Make a JIRA and attach the patch, please.

2012/11/19 pablomar <pablo.daniel.marti...@gmail.com>

> hi all,
>
> I did it as simple as I could. What about this changes ?
>
>
> PigStorage.java
> original:
>     private void readField(byte[] buf, int start, int end) {
>         if (start == end) {
>             // NULL value
>             mProtoTuple.add(null);
>         } else {
>             mProtoTuple.add(new DataByteArray(buf, start, end));
>         }
>     }
>
>
> new:
>     protected void addToCurrentTuple(DataByteArray data) {
>             mProtoTuple.add(data);
>     }
>
>     protected void readField(byte[] buf, int start, int end) {
>         if (start == end) {
>             // NULL value
>             addToCurrentTuple(null);
>         } else {
>             addToCurrentTuple(new DataByteArray(buf, start, end));
>         }
>     }
>
>
>
> so, what's the advantage ?
> with the new version, if I want to extend PigStorage just to override
> readField, I do something like:
>
> import org.apache.pig.builtin.PigStorage;
> import org.apache.pig.data.DataByteArray;
>
> public class MyLoader extends PigStorage {
>   public MyLoader() {
>     this("\t");
>   }
>
>   public MyLoader(String delimiter) {
>     super(delimiter);
>   }
>
>   @Override
>   protected void readField(byte[] buf, int start, int end) {
>     // remove the field name (example: min=, max=)

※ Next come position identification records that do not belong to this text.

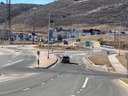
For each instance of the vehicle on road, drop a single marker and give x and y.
(65, 59)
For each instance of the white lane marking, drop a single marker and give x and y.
(85, 62)
(78, 92)
(12, 63)
(26, 89)
(15, 55)
(58, 75)
(29, 59)
(81, 89)
(85, 83)
(1, 53)
(43, 83)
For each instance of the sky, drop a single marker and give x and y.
(30, 1)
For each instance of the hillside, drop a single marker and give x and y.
(79, 13)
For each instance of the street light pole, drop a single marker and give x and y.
(49, 27)
(119, 40)
(34, 23)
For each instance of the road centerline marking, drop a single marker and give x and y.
(26, 89)
(85, 83)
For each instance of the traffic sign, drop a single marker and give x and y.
(87, 43)
(126, 55)
(38, 52)
(78, 40)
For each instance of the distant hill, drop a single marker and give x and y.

>     for (int i=start; i<=end;i++) {
>       if (buf[i] == '=') {
>         start = i + 1;
>         break;
>       }
>     }
>
>     if (start == end) {
>       // NULL value
>       addToCurrentTuple(null);
>     } else {
>       addToCurrentTuple(new DataByteArray(buf, start, end));
>     }
>   }
> }
>
> currently, just to override readField, I also need to copy/paste a lot from
> PigStorage:
>
> import java.io.IOException;
> import java.util.ArrayList;
> import java.util.Properties;
> import org.apache.hadoop.io.Text;
> import org.apache.pig.backend.executionengine.ExecException;
> import org.apache.pig.builtin.PigStorage;
> import org.apache.pig.PigException;
> import org.apache.pig.data.DataByteArray;
> import org.apache.pig.data.Tuple;
> import org.apache.pig.data.TupleFactory;
> import org.apache.pig.impl.util.ObjectSerializer;
> import org.apache.pig.impl.util.StorageUtil;
> import org.apache.pig.impl.util.UDFContext;
>
> public class MyLoaderextends PigStorage {
>   private byte fieldDel = '\t';
>   private ArrayList<Object> mProtoTuple = null;
>   private TupleFactory mTupleFactory = TupleFactory.getInstance();
>   private boolean mRequiredColumnsInitialized = false;
>
>   public MyLoader() {
>     this("\t");
>   }
>
>   public MyLoader(String delimiter) {
>     super(delimiter);
>     fieldDel = StorageUtil.parseFieldDel(delimiter);
>   }
>
>   // exactly the same than in PigStorage, but I needed to modify readField
> which is private, so I have to copy all of it
>     @Override
>     public Tuple getNext() throws IOException {
>         mProtoTuple = new ArrayList<Object>();
>         if (!mRequiredColumnsInitialized) {
>             if (signature!=null) {
>                 Properties p =
> UDFContext.getUDFContext().getUDFProperties(this.getClass());
>                 mRequiredColumns =
> (boolean[])ObjectSerializer.deserialize(p.getProperty(signature));
>             }
>             mRequiredColumnsInitialized = true;
>         }
>         try {
>             boolean notDone = in.nextKeyValue();
>             if (!notDone) {
>                 return null;
>
> }
>
>             Text value = (Text) in.getCurrentValue();
>             byte[] buf = value.getBytes();
>             int len = value.getLength();
>             int start = 0;
>             int fieldID = 0;
>             for (int i = 0; i < len; i++) {
>                 if (buf[i] == fieldDel) {
>                     if (mRequiredColumns==null ||
> (mRequiredColumns.length>fieldID && mRequiredColumns[fieldID]))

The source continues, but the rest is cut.